Brouay (Calvados)

The cities of Normandy during the 1944 battles

Liberation: June 16, 1944

Deployed units:

Drapeau canadien de 1944 The Cameron Highlanders of Ottawa, 9th Canadian Infantry, 3rd Infantry Division

Drapeau anglais 24th Lancers, 8th Armoured Brigade (Independent)

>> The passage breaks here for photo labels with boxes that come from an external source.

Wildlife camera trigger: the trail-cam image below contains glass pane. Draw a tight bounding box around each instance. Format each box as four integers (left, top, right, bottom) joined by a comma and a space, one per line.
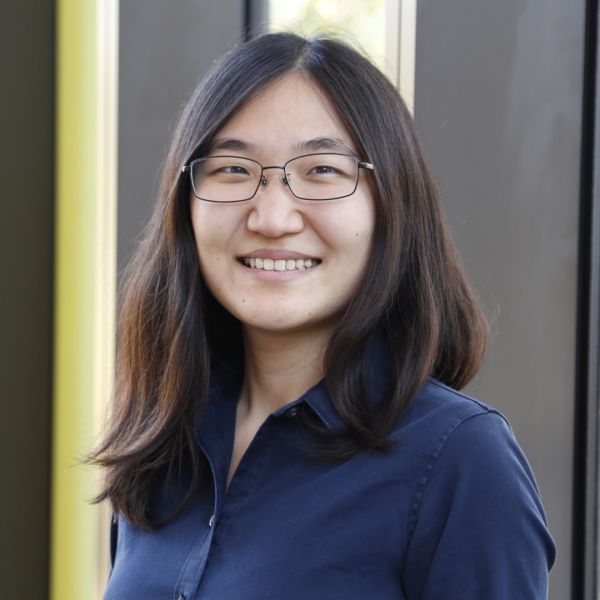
268, 0, 386, 71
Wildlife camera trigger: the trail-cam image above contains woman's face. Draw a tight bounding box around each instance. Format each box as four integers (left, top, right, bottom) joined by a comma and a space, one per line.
191, 74, 375, 333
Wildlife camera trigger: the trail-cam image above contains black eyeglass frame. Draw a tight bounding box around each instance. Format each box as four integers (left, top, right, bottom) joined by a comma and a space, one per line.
181, 152, 375, 204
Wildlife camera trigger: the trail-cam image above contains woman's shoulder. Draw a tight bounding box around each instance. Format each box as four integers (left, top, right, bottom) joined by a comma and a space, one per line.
394, 378, 511, 436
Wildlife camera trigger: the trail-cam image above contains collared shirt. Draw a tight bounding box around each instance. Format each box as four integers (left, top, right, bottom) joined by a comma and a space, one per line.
105, 346, 555, 600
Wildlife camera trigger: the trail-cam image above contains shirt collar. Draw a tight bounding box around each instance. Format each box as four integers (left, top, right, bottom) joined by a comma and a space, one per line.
198, 334, 391, 438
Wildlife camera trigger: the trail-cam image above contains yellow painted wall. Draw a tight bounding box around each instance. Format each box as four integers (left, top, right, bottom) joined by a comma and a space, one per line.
50, 0, 117, 600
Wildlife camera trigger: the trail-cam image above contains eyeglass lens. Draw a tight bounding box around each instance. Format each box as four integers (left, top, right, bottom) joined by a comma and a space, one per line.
191, 154, 358, 202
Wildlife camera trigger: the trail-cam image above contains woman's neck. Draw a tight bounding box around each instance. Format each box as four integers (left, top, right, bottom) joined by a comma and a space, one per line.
239, 327, 331, 421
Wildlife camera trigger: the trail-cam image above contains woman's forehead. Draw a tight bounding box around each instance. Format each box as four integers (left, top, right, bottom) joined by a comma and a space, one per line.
211, 73, 355, 153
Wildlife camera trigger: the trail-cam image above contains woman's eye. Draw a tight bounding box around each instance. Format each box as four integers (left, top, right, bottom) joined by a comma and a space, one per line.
309, 165, 339, 175
219, 165, 248, 175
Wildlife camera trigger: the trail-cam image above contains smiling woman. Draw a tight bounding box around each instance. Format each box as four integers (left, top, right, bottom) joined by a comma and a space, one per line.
92, 33, 554, 600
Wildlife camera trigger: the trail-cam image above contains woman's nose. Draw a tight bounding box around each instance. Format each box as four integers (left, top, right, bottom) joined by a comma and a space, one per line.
247, 174, 304, 237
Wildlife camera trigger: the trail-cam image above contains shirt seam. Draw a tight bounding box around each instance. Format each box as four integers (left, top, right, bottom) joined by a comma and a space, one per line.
406, 408, 510, 548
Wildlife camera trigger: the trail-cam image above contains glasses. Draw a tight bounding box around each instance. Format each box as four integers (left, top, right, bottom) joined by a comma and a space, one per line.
181, 152, 374, 202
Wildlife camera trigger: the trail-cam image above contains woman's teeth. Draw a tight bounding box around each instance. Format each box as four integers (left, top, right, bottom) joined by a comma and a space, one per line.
241, 257, 321, 271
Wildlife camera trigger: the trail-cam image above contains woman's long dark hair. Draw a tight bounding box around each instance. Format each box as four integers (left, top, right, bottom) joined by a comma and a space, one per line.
90, 33, 488, 528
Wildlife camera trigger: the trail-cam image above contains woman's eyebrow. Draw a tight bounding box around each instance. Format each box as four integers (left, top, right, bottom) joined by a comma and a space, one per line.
208, 136, 354, 154
296, 137, 354, 154
208, 138, 256, 153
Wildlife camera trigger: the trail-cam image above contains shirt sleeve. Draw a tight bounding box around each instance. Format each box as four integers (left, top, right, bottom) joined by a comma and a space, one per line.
403, 412, 555, 600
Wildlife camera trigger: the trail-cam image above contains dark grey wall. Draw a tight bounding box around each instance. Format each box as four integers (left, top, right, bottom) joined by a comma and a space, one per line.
0, 0, 55, 600
416, 0, 585, 600
118, 0, 245, 269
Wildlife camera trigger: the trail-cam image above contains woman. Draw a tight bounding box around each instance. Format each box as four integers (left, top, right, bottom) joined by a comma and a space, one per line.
93, 34, 554, 600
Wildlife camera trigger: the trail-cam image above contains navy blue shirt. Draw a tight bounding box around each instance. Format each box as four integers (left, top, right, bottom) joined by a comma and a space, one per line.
105, 356, 555, 600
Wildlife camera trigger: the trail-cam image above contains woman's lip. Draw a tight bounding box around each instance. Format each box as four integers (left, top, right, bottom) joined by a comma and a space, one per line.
238, 248, 319, 260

Drapeau anglais 6th Battalion Green Howards Regiment, 69th Infantry Brigade, 50th Infantry Division

Drapeau anglais 7th Battalion Green Howards Regiment, 69th Infantry Brigade, 50th Infantry Division

Drapeau anglais 11th Battalion Royal Scots Fusiliers, 147th Infantry Brigade, 11th Armored Division

Drapeau nazi S.S.-Panzergrenadier-Lehr-Regiment 902, Panzer Lehr Division

Drapeau nazi S.S.-Aufklärungsabteilung 12, 12. S.S. Panzer-Division Hitlerjugend

Drapeau nazi S.S.-Panzergrenadierregiment 26, 12. S.S. Panzer-Division Hitlerjugend


In the aftermath of the Normandy landing, the Allied forces engaged in Calvados did not achieve the original objectives. General Montgomery decided to restart the action on June 7, 1944 in order to seize the city of Caen: it was the launch of Operation Perch.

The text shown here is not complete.